In the above screenshot, I'm comparing Wolbachia DNA (lower strip) to DNA from another insect-infecting endosymbiont, Candidatus hamiltonella, which is known to contain an intact virus (phage) in its DNA. Many phage proteins in Wolbachia have corresponding matches in the Candidatus genome. In this case, we're looking at a gene (the gold-colored stretch pointed at by red arrows) that is 1440 nucleotides long, with a 59% sequence match across genomes. The match percentage is remarkably high given that the Candidatus version of this gene has a 51.7% GC content while the Wolbachia version has a 40.6% GC. Also, note that Wolbachia itself has an overall GC of 34.2%. The fact that Wolbachia's putative phage genes are significantly higher in GC content than Wolbachia's non-phage genes is good confirmation that the genes really are from phage.

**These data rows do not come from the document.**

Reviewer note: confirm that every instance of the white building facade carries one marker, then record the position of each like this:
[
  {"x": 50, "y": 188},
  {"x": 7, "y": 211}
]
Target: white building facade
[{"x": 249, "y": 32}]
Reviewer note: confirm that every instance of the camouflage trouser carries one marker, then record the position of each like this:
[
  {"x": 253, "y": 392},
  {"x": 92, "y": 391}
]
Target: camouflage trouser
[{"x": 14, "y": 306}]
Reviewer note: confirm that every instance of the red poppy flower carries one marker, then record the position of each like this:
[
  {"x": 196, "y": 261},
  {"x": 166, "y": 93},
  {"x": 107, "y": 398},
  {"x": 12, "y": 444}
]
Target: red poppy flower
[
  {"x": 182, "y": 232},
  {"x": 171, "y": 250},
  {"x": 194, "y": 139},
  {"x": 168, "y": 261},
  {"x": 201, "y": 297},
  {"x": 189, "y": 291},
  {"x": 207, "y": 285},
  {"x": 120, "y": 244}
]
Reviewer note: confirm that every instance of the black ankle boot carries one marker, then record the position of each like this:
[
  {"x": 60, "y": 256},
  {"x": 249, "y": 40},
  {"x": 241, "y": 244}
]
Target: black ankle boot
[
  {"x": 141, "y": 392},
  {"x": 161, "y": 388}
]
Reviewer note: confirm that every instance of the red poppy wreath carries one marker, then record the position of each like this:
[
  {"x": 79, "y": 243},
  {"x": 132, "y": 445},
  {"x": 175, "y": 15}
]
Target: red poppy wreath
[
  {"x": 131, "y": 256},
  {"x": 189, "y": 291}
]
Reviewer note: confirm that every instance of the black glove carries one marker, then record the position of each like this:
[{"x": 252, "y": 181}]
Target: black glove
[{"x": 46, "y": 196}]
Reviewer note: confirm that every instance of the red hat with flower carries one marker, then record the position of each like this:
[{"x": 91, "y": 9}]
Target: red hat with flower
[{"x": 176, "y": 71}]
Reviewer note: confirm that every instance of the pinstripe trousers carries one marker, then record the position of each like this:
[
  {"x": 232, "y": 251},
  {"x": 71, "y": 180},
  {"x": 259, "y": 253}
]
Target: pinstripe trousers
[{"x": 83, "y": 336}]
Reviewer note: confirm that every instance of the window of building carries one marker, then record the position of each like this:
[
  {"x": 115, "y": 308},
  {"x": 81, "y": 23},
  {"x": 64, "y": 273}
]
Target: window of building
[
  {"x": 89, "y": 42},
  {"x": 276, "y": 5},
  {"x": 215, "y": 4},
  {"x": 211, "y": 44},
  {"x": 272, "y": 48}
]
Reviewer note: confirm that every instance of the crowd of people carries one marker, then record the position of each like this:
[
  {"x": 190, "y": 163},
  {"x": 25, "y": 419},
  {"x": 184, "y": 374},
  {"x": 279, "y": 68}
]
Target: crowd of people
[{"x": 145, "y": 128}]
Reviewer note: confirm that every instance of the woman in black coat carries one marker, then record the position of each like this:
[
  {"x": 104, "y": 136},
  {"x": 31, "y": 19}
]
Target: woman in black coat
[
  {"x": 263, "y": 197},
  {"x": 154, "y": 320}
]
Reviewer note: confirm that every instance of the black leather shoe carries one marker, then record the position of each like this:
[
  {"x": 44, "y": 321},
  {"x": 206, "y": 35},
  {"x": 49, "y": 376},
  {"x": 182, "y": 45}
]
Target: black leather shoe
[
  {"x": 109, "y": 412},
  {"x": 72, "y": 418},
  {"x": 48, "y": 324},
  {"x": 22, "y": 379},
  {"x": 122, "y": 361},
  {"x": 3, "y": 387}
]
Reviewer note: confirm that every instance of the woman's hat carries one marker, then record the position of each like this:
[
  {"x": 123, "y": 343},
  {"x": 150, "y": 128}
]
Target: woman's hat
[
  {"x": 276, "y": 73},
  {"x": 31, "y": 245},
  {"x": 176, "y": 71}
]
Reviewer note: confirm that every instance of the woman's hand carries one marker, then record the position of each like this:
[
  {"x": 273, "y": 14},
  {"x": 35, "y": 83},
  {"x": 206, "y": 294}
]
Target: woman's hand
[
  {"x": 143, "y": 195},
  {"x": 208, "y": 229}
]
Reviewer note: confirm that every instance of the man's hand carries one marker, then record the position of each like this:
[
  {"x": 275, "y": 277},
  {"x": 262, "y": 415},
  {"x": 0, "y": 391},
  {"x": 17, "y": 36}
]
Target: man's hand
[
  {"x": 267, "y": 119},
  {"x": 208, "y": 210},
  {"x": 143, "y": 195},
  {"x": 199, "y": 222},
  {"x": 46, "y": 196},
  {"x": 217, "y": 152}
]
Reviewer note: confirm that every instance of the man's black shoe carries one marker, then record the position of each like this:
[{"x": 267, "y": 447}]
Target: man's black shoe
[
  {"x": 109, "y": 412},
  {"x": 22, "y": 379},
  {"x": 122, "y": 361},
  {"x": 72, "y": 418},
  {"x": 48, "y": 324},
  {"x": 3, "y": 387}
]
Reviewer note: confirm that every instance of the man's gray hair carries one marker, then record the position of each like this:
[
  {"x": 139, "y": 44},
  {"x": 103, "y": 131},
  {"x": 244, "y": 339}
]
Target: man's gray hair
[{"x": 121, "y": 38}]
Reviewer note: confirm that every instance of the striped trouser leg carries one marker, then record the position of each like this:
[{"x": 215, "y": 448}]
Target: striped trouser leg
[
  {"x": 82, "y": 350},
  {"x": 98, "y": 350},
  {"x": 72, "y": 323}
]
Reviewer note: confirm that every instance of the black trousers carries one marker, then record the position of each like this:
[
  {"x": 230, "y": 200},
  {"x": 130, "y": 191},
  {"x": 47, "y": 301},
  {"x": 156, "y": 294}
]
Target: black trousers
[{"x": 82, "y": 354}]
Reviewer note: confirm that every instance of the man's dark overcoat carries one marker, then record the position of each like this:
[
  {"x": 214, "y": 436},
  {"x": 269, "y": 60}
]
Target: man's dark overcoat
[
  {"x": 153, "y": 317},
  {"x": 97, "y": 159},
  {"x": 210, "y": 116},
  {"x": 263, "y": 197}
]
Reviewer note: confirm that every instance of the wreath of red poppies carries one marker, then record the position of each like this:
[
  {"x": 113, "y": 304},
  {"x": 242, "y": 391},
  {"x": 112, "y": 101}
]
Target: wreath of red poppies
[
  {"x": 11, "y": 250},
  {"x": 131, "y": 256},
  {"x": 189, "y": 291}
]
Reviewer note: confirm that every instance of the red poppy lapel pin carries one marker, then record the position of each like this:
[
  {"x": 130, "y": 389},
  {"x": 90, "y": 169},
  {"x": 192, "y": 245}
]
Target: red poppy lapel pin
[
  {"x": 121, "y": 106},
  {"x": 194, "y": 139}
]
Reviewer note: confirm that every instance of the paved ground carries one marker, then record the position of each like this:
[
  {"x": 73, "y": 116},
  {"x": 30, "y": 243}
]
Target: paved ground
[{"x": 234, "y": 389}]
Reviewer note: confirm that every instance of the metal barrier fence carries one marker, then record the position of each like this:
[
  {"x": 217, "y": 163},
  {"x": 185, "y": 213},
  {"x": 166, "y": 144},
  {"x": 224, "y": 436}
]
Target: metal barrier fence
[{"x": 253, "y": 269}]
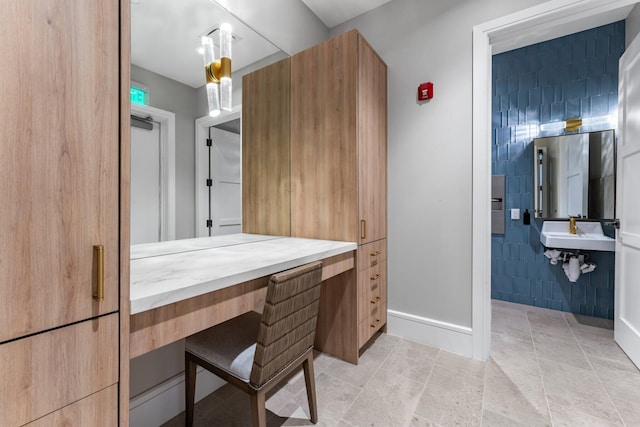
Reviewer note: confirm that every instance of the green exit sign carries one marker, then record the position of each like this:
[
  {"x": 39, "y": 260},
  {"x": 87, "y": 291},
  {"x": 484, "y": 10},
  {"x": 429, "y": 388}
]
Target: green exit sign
[{"x": 139, "y": 96}]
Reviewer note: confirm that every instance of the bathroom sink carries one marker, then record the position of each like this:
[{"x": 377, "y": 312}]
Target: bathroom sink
[{"x": 589, "y": 236}]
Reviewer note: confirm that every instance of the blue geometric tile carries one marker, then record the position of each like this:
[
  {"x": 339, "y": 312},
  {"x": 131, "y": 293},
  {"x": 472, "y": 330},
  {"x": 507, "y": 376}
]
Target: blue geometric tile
[{"x": 573, "y": 76}]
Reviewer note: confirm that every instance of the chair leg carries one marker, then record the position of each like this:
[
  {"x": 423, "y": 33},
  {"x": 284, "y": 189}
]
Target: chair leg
[
  {"x": 190, "y": 388},
  {"x": 310, "y": 382},
  {"x": 258, "y": 409}
]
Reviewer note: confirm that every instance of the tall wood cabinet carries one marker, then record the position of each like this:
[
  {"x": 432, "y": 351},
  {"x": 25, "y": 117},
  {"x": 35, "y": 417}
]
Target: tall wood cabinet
[
  {"x": 337, "y": 146},
  {"x": 339, "y": 179},
  {"x": 60, "y": 198}
]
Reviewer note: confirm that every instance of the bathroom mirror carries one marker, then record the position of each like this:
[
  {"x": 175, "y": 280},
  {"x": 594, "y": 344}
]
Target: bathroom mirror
[
  {"x": 165, "y": 36},
  {"x": 574, "y": 175}
]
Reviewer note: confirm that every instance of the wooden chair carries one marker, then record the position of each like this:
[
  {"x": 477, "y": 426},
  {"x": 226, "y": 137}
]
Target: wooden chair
[{"x": 255, "y": 352}]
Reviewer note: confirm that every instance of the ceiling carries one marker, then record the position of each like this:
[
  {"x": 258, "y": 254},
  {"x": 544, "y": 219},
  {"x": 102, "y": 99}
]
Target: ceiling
[
  {"x": 165, "y": 34},
  {"x": 335, "y": 12}
]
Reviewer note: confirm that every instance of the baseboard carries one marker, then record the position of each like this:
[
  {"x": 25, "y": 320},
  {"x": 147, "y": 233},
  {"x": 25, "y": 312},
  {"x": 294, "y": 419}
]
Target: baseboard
[
  {"x": 163, "y": 402},
  {"x": 450, "y": 337}
]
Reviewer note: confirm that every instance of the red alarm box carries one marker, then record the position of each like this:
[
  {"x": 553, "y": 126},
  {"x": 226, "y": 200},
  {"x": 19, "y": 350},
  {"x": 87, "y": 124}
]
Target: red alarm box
[{"x": 425, "y": 91}]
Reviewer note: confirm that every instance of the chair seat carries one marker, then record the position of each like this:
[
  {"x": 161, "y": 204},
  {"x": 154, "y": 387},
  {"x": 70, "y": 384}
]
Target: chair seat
[{"x": 230, "y": 345}]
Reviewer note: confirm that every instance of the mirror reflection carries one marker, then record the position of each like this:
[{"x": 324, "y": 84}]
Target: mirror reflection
[
  {"x": 170, "y": 199},
  {"x": 574, "y": 175}
]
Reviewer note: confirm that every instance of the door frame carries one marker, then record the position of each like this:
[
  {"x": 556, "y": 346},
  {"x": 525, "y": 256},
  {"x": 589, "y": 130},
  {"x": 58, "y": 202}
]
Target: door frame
[
  {"x": 202, "y": 131},
  {"x": 167, "y": 122},
  {"x": 545, "y": 21}
]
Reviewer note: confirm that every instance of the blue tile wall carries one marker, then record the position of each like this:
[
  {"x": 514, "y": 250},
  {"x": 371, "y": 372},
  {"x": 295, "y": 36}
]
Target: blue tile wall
[{"x": 572, "y": 76}]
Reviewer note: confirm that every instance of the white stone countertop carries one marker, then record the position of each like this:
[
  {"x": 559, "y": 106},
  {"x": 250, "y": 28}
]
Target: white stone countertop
[{"x": 166, "y": 272}]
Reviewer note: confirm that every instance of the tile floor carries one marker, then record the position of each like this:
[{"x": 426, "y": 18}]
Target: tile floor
[{"x": 546, "y": 368}]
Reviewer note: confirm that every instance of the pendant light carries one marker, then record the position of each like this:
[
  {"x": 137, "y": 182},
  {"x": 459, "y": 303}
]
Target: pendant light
[{"x": 218, "y": 72}]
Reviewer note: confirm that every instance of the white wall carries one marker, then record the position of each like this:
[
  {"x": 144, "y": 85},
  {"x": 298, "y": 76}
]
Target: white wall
[
  {"x": 170, "y": 95},
  {"x": 632, "y": 24},
  {"x": 430, "y": 186}
]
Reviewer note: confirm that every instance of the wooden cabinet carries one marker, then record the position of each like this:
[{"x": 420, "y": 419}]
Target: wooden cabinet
[
  {"x": 326, "y": 127},
  {"x": 60, "y": 196},
  {"x": 265, "y": 150},
  {"x": 339, "y": 176}
]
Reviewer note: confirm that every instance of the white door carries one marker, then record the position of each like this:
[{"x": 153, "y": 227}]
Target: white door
[
  {"x": 627, "y": 285},
  {"x": 222, "y": 200},
  {"x": 145, "y": 185}
]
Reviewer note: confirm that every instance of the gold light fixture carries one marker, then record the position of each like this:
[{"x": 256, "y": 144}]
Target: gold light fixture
[
  {"x": 573, "y": 123},
  {"x": 218, "y": 72}
]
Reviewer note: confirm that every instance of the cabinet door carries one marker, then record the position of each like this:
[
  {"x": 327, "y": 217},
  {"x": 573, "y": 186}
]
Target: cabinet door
[
  {"x": 58, "y": 161},
  {"x": 323, "y": 141},
  {"x": 266, "y": 187},
  {"x": 372, "y": 144},
  {"x": 99, "y": 409},
  {"x": 48, "y": 371}
]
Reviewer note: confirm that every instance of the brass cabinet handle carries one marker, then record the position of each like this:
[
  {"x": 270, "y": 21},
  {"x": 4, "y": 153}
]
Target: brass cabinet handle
[{"x": 98, "y": 254}]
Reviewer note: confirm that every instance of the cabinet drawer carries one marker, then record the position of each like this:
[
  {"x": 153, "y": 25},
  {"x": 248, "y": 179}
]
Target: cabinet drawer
[
  {"x": 99, "y": 409},
  {"x": 372, "y": 254},
  {"x": 376, "y": 319},
  {"x": 53, "y": 369},
  {"x": 372, "y": 286}
]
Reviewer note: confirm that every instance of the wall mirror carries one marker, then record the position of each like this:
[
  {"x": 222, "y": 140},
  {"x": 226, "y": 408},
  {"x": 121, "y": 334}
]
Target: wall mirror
[
  {"x": 574, "y": 175},
  {"x": 165, "y": 62}
]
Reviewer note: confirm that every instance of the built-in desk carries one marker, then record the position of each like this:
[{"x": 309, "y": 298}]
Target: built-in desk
[{"x": 181, "y": 287}]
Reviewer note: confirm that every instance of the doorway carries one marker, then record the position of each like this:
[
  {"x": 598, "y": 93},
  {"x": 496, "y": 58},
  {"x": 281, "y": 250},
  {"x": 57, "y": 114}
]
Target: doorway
[
  {"x": 218, "y": 174},
  {"x": 543, "y": 22},
  {"x": 152, "y": 175}
]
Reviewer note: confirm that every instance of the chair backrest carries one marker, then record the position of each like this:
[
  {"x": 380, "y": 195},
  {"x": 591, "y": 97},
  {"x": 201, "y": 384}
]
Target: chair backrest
[{"x": 288, "y": 324}]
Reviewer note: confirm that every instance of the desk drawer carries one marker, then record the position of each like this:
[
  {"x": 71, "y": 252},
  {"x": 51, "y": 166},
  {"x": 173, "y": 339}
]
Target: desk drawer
[
  {"x": 376, "y": 319},
  {"x": 372, "y": 254},
  {"x": 372, "y": 288}
]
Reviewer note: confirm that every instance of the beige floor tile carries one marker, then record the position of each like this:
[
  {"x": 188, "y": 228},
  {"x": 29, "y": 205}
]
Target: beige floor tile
[
  {"x": 569, "y": 416},
  {"x": 578, "y": 321},
  {"x": 334, "y": 397},
  {"x": 514, "y": 354},
  {"x": 575, "y": 389},
  {"x": 549, "y": 322},
  {"x": 492, "y": 419},
  {"x": 411, "y": 360},
  {"x": 462, "y": 364},
  {"x": 388, "y": 400},
  {"x": 599, "y": 343},
  {"x": 629, "y": 411},
  {"x": 510, "y": 323},
  {"x": 452, "y": 398},
  {"x": 620, "y": 378},
  {"x": 519, "y": 396},
  {"x": 560, "y": 349},
  {"x": 417, "y": 421}
]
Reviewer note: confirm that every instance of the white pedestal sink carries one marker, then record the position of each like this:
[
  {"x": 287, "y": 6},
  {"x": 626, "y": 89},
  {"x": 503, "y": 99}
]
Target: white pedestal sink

It's 100% clear that viral DNA has made its way into the DNA of Wolbachia (either recently or long ago), and it's reasonable to hypothesize that Wolbachia has repurposed the retrovirus-like phage genes for packaging and exporting Wolbachia DNA to the host nucleus.

Okay, so maybe you have to be a biologist for any of this stuff to make your hairs stand on end. To me, it's a dream come true to be able to do this kind of detective work on a Sunday afternoon while sitting on the living-room couch, using nothing more than a decrepit five-year-old Dell laptop with a wireless connection. The notion that you can do comparative genomics and proteomics while watching an Ancient Aliens rerun on TV is (for me) totally cerebrum-blowing. It makes me wonder what's just around the corner.